The librarian, her arms dusted in flour to the elbows and cheeks flushed by her efforts, contemplated the handsome old range, which was as ancient and worn as everything else in the house. The range suggested an idyllic childhood. Achildhood rich with the scent of freshly baked bread, of sweet sugary fritters, chocolate cake, biscuits, and doughnuts. The kind of childhood she herself had not had but which, in this somewhat chaotic house, she had to admit was a daily reality.

“Miss Prim, do you think anyone like Mr. Darcy exists?” asked Eksi, who, at the age of only seven and a half, wrote serial novels for her siblings.
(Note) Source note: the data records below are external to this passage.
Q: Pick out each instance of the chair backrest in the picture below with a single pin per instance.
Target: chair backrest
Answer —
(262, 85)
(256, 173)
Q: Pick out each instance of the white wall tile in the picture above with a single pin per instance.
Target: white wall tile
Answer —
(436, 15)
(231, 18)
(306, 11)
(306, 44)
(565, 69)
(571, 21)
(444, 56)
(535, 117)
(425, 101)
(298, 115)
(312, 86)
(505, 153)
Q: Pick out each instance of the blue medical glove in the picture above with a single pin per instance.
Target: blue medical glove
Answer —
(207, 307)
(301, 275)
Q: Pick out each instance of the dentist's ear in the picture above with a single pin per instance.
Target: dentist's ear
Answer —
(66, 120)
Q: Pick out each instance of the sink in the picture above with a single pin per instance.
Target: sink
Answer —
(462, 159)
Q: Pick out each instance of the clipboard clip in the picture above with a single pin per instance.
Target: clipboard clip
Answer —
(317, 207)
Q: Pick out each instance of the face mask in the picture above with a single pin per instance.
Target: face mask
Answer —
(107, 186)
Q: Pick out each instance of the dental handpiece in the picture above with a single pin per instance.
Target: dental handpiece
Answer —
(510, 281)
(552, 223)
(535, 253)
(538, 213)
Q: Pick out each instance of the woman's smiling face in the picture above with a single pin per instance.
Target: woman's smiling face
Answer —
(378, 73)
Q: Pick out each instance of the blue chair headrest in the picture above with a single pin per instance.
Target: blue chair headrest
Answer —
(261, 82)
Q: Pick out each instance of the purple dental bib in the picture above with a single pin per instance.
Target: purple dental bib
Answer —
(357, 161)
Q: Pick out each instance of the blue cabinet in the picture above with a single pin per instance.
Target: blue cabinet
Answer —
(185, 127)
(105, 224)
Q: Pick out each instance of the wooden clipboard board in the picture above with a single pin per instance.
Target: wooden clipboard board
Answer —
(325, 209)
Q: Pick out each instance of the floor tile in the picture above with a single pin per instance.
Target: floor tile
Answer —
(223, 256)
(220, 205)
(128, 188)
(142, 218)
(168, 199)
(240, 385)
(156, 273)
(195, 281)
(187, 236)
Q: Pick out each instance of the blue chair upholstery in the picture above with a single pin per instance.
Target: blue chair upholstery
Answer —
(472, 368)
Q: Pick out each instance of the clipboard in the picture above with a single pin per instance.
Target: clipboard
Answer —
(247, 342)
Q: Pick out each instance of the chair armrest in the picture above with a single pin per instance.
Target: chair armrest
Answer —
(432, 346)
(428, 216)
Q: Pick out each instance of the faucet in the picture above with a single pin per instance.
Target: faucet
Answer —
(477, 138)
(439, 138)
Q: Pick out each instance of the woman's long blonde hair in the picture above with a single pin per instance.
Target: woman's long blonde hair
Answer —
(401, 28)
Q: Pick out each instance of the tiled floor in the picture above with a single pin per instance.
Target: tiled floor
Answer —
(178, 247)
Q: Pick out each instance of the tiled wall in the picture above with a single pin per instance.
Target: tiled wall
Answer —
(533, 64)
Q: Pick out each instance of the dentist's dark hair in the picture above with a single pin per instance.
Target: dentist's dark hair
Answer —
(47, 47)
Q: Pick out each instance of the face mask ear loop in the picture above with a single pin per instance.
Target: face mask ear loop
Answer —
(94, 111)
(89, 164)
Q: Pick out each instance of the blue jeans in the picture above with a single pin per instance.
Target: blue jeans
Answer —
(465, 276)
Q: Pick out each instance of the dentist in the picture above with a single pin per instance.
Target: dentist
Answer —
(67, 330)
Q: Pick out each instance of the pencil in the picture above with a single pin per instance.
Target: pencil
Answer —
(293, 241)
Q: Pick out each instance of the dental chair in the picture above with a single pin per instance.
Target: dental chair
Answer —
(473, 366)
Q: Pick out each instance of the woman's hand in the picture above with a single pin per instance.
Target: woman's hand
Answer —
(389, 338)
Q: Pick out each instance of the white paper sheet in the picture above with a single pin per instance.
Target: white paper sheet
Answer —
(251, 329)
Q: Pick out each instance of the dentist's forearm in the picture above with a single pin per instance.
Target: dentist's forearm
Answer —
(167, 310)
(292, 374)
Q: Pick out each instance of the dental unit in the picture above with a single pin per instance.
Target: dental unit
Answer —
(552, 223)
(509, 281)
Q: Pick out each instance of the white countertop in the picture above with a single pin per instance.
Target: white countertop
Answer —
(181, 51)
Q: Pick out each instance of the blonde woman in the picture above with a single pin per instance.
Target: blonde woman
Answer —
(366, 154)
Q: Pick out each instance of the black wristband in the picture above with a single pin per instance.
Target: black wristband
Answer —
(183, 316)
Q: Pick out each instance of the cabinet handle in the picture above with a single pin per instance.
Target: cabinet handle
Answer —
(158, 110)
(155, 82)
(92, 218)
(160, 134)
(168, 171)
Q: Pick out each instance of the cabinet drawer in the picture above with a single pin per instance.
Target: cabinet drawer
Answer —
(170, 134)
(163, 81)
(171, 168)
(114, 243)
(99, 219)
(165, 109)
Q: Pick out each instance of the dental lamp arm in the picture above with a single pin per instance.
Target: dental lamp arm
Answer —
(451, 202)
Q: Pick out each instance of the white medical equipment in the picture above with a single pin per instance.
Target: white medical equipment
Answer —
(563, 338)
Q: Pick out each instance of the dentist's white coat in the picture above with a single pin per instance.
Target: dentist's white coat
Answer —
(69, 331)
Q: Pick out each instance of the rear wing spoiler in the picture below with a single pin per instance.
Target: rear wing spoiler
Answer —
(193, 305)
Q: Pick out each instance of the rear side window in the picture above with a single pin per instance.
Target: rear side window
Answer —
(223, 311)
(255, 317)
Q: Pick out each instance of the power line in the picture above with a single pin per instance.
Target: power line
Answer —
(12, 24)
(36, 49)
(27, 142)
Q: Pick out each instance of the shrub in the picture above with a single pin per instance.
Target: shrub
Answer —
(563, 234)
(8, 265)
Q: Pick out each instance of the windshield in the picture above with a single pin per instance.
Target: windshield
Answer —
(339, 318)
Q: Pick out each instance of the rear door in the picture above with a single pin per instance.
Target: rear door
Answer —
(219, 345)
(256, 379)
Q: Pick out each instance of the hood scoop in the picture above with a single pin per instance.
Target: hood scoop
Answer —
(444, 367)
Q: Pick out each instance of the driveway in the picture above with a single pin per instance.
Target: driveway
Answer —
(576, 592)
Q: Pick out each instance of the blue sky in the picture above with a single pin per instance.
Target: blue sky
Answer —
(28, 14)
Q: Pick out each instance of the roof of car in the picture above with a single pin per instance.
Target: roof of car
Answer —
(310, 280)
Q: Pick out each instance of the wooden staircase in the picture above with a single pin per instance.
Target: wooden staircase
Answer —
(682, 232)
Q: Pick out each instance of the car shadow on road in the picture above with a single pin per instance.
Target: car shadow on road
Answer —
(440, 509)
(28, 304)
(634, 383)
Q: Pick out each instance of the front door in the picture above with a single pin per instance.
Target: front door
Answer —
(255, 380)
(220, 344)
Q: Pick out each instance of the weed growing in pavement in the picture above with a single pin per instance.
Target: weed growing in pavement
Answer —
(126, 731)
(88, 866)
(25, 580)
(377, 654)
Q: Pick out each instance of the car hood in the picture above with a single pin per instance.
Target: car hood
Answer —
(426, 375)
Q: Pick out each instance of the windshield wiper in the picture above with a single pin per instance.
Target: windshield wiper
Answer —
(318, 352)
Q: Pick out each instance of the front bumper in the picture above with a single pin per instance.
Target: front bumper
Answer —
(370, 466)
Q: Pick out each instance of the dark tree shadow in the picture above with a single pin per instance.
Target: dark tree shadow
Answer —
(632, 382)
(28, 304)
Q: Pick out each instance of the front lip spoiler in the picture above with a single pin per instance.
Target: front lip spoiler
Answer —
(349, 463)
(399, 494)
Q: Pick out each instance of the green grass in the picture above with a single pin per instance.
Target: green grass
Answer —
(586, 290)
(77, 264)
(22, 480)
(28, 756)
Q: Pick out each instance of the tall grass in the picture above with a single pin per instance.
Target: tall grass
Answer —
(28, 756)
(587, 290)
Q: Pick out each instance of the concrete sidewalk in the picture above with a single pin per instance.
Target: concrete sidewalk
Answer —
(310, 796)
Prudencia, who, a few weeks earlier, would have been surprised to learn that a child so young read such literature, put down the rolling pin and wiped her hands on her apron.

“I think Jane Austen deserves our admiration for having created the perfect man. But as you’re a very clever little girl, Eksi, you’ll know that the perfect person does not really exist, so...”

“There’s no one in the world like Mr. Darcy,” declared the child cheerfully.

“I wouldn’t be so sure.” The sudden arrival of the Man in the Wing Chair gave Miss Prim a start, but she managed to hide it skillfully.

“So there is someone like that?” the little girl asked her uncle, who greeted her with an affectionate dab of flour on her nose.

“I have no idea, Eks, and I have to confess I’m rather bored of hearing about it. What I’d say is that I very much doubt that Darcy is the perfect man. And what’s more, I doubt his creator ever thought her character even remotely perfect.”